Like so many classical composers, Maria Pia Fazio de Carlo’s dedication to music was a passion born dall’infanzia.
“I began playing at the age of 8. I had a piano in my home that belonged to my grandparents. It was a Steinway. My mother did like to play from time to time and she deserves the merit to have opened to me the world of the classical music. But I have to mention my father too. He was an avid listener of classical music. He had a superb collection of records”.
For Maria Pia, her love for the piano was instantaneous and immense – a fluid, seamless glissando. “By the age of 20 I had graduated from the Conservatory in Bologna, and soon thereafter began my career as a performer.”
A performer to which few can compare.
Maria has graced the modern world with countless performances– in decades as a solo performer in Italy, while teaching at the Conservatory of Music of Modena; orchestral concerts with the Filarmonica di Bologna, with the National Orchestra in Russia; duets in Washington D.C. with the renowned Japanese pianist Ryoko Tajika-Drei.
With a grace as elegant as the music she recreates, Maria Pia described her astounding career that has brought her throughout the extents of Europe—Italy, Germany, Bulgaria, Denmark, Switzerland—and to some of the oldest and most historic venues in the world.
“St. Petersburg was by far my favorite,” Maria Pia said decisively. “Three years ago I performed at the Conservatory there,” she recounted, a glimmer in her eye to match her smile. “You can feel the past, you can breathe the history—it is all present there. The most important composers: Tchaikovsky, Rachmaninoff, Shostakovich—they were all there. It is evident from the moment you enter—the age, the worn out state of the theater— it overwhelms you, and it speaks to that history. I was very impressed.”
While Maria Pia has taken time off from performing to balance her family with her art, her dedication to her craft is undeniable, as well as stunning. “About four to five months before a performance, I begin practicing,” she explained. “Between six to eight hours per day. I think it is important to memorize the music, so that during the performance it all melts together. Not every pianist does, but most do. If you are sitting there looking at the sheets, it is clumsy. I prefer to be one with the piano.”

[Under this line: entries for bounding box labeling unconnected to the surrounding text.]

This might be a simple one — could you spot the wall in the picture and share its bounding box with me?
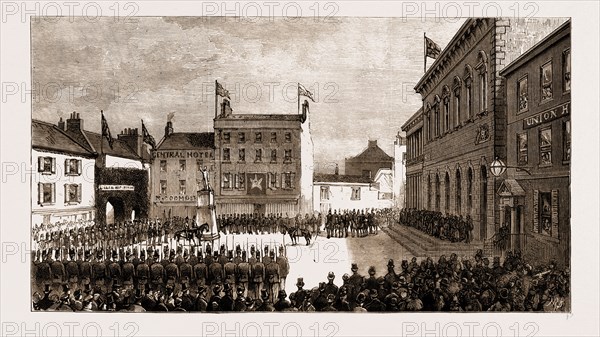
[31,149,96,225]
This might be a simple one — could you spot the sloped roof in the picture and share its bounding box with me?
[313,173,371,184]
[83,131,141,160]
[347,145,394,162]
[31,119,94,157]
[157,132,215,150]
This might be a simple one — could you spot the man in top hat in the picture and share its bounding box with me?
[275,246,290,289]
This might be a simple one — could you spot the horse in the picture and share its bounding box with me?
[281,225,312,246]
[174,223,209,245]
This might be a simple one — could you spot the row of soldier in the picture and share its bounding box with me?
[32,244,289,302]
[399,209,473,243]
[33,251,570,312]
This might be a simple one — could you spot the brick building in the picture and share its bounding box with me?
[150,120,215,218]
[214,100,314,216]
[344,140,394,179]
[498,21,571,264]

“And now the Galletto Family has asked me to play in support of the Sport and Cultural Project for the Hogar del Niño, and I am enormously excited,” Maria added. “They do so much for the children. I have been to the Hogar del Niño with Phyllis Berney, and I was very impressed. This is my first Charity Concert for children, but I am thrilled to be doing it. I sincerely believe music can do a lot for their cause and character. I also consider the Dominican Republic my second home, and I think this concert is a great way to express that feeling.”
“I had performances last year in celebration of 200 years of Chopin, and this year I have already honored Listz in Bologna, Italy, where I opened the summer symphonical season in the world famous Cenobio San Vittore. My next concert in Casa de Campo will also be dedicated to Listz,” Maria concluded. “I think people will like it. Listz is a big romantic.”
“200 Years of Listz” – Charity Concert by Maria Pia Fazio de Carlo, is a private by-invitation only event.